Surging Qld rents sapping living standards

Marty Silk |

Thousands of low-income families in Queensland probably don’t have enough money to meet basic living or dietary standards due to surging rental costs and inadequate welfare payments, according to a report.

The Queensland Council of Social Services modelling shows unemployed single parents and families where only one parent is able to work are the most vulnerable to financial shocks, emergencies or unplanned expenses.

About 60,477 single parents are falling $200.53 short, and families with one working parent are $174.23 short, of meeting basic living expenses every week, the report says.

The QCOSS says low-income households already spend a higher proportion of income on housing, food, electricity, transport, phone and internet services, and inadequate welfare payments are compounding problems. 

“Spiralling inflation, housing stress and rising energy costs have squeezed these households’ budgets even further, resulting in compromises being made on the consumption of essential goods and services,” said the report, released on Monday.
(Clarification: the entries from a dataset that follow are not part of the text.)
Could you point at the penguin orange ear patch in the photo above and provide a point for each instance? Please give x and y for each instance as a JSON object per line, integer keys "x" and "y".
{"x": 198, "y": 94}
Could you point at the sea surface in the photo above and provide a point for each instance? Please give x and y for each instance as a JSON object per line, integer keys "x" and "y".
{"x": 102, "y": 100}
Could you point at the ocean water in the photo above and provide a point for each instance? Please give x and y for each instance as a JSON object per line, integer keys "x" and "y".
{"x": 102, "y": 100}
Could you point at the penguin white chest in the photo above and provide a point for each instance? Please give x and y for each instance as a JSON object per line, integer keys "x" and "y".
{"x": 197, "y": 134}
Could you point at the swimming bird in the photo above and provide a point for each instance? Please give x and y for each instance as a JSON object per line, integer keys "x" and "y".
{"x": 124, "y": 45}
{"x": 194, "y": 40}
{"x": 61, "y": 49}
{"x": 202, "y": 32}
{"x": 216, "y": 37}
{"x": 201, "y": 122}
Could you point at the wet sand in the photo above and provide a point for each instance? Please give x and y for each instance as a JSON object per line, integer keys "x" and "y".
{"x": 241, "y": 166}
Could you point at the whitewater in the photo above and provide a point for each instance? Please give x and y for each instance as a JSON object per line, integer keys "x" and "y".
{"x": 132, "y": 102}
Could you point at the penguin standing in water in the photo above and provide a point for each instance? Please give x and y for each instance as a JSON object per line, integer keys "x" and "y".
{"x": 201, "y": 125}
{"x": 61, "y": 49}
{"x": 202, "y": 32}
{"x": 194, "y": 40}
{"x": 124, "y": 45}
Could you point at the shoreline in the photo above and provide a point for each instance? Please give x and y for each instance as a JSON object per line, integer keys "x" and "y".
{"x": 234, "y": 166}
“None of these households have sufficient income to meet any unplanned expenses or emergencies. They cannot make meaningful savings and are highly vulnerable to increasing levels of debt, often from predatory lenders.”
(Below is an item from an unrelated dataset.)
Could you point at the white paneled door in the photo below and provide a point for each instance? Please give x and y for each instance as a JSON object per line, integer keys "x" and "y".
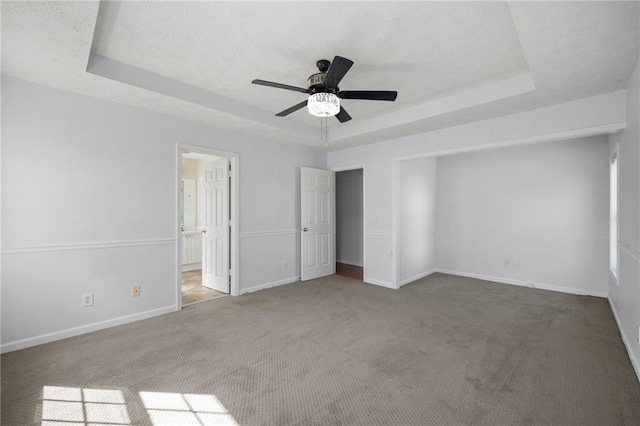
{"x": 215, "y": 235}
{"x": 318, "y": 223}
About 95 per cent of unemployed single-parent households are led by women, the report said, and they spend about 46 per cent of their income on rent.

Unemployed single-parent households were also “likely to experience deficits with food and nutrition” because they don’t have enough money.

Low-income families with only one working parent also faced similar problems with about a third of their income swallowed by rent, the report said.

“A nuclear family household with one primary ‘breadwinner’, even when earning above minimum wage, is no longer able to provide sufficient income to meet a basic standard of living,” the report said.

The report also found single unemployed adults with no dependants were likely to be $24 short of meeting basic living standards, while students were $7.32 under, each week.

The only low-income households able to meet consistently meet basic standards with their income was senior couples, over the age of 76, with no dependants. 

QCOSS chief executive Aimee McVeigh said all households in the report were paying more than 30 per cent of their weekly income toward rent, which was housing stress.

“This report highlights the severe financial pressure Queenslanders are under. A two-decade high inflation rate, housing stressing, and spiralling energy prices are squeezing households’ budgets beyond what people can handle,” she said

“The growing levels of poverty community services are currently seeing is heartbreaking, especially in the lead-up to Christmas.”

She urged the federal government to lift income support payments to at least $73 a day to ensure unemployed people can meet basic living standards.